Tidak ada seorang pun yang bisa menolong Malkhus malam itu—tidak tabib, tidak imam, bahkan tidak pasukan yang bersamanya. Tetapi Yesus, yang sebentar lagi akan diseret sebagai terdakwa, masih sempat menaruh belas kasihan pada seorang hamba yang terluka.

Kasih Yesus tidak pernah pilih-pilih. Ia tidak menunggu orang menjadi baik dulu baru ditolong. Ia menolong karena memang itulah hati-Nya. Mujizat terakhir ini menjadi simbol bahwa kasih Allah melampaui batas logika manusia: menolong musuh, mengasihi yang membenci, dan menyembuhkan yang datang untuk melukai.

 

Menyelamatkan Petrus dari menjadi terdakwa

Di balik tindakan itu, Yesus juga sedang melindungi Petrus. Bayangkan jika telinga Malkhus tetap terpotong dan darahnya menjadi bukti. Petrus bisa langsung ditangkap dan diadili sebagai penyerang. 

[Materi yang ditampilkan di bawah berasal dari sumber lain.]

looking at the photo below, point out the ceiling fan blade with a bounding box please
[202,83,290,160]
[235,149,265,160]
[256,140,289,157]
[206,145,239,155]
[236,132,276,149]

Tetapi Yesus tahu, jalan salib harus Ia jalani seorang diri. Ia tidak ingin Petrus menjadi terdakwa, karena hanya ada satu yang harus dituduh malam itu: Sang Anak Domba Allah yang menghapus dosa dunia.

Dengan menyembuhkan Malkhus, Yesus menghapus bukti kejahatan Petrus. Seolah-olah Ia berkata, “Petrus, pedangmu tidak akan menyelamatkanmu. Aku yang akan menanggung semua tuduhan itu.” Inilah paradoks kasih: Yesus yang tidak bersalah memilih menjadi terdakwa, sementara Petrus yang bersalah justru dibebaskan.

 

Menjaga kelanjutan Injil

Lebih jauh lagi, mujizat ini juga menyelamatkan masa depan pemberitaan Injil. Yesus sudah mempercayakan kepada Petrus sebuah peran besar: “Di atas batu karang ini Aku akan membangun jemaat-Ku.” 

Jika Petrus malam itu ditangkap dan dijatuhi hukuman, bagaimana mungkin ia bisa menjadi pemimpin jemaat mula-mula? Bagaimana mungkin ia bisa berkhotbah pada hari Pentakosta dan membawa tiga ribu orang bertobat?

Yesus tahu rencana Allah jauh ke depan. Ia tidak hanya berpikir tentang malam itu, tetapi juga tentang generasi demi generasi yang akan mendengar Injil. Dengan menyembuhkan Malkhus, Yesus sedang memastikan bahwa Injil tidak terhenti, melainkan terus mengalir sampai ke ujung bumi.

 

Penutup

Mujizat terakhir Yesus di taman Getsemani adalah sebuah drama kasih yang penuh makna. Ia menolong yang tak ada penolongnya, melindungi murid-Nya dari tuduhan, dan menjaga kelanjutan Injil. Semua itu dilakukan dalam satu sentuhan sederhana, tetapi dengan dampak yang kekal.

Di saat manusia cenderung membalas kebencian dengan kebencian, Yesus justru menunjukkan jalan lain: kasih yang menyembuhkan. Dan mungkin, jika kita belajar dari-Nya, kita pun bisa menjadi “penyembuh telinga” bagi orang-orang di sekitar kita, bukan dengan mujizat fisik, tetapi dengan kata-kata yang membangun, sikap yang menguatkan, dan kasih yang melampaui logika.

Kasih Allah sering kali hadir dengan cara yang mengejutkan, bahkan di tengah tragedi. Mujizat terakhir Yesus bukan sekadar penyembuhan fisik, tetapi juga pesan rohani: kasih yang sejati tidak pernah berhenti, bahkan kepada musuh sekalipun.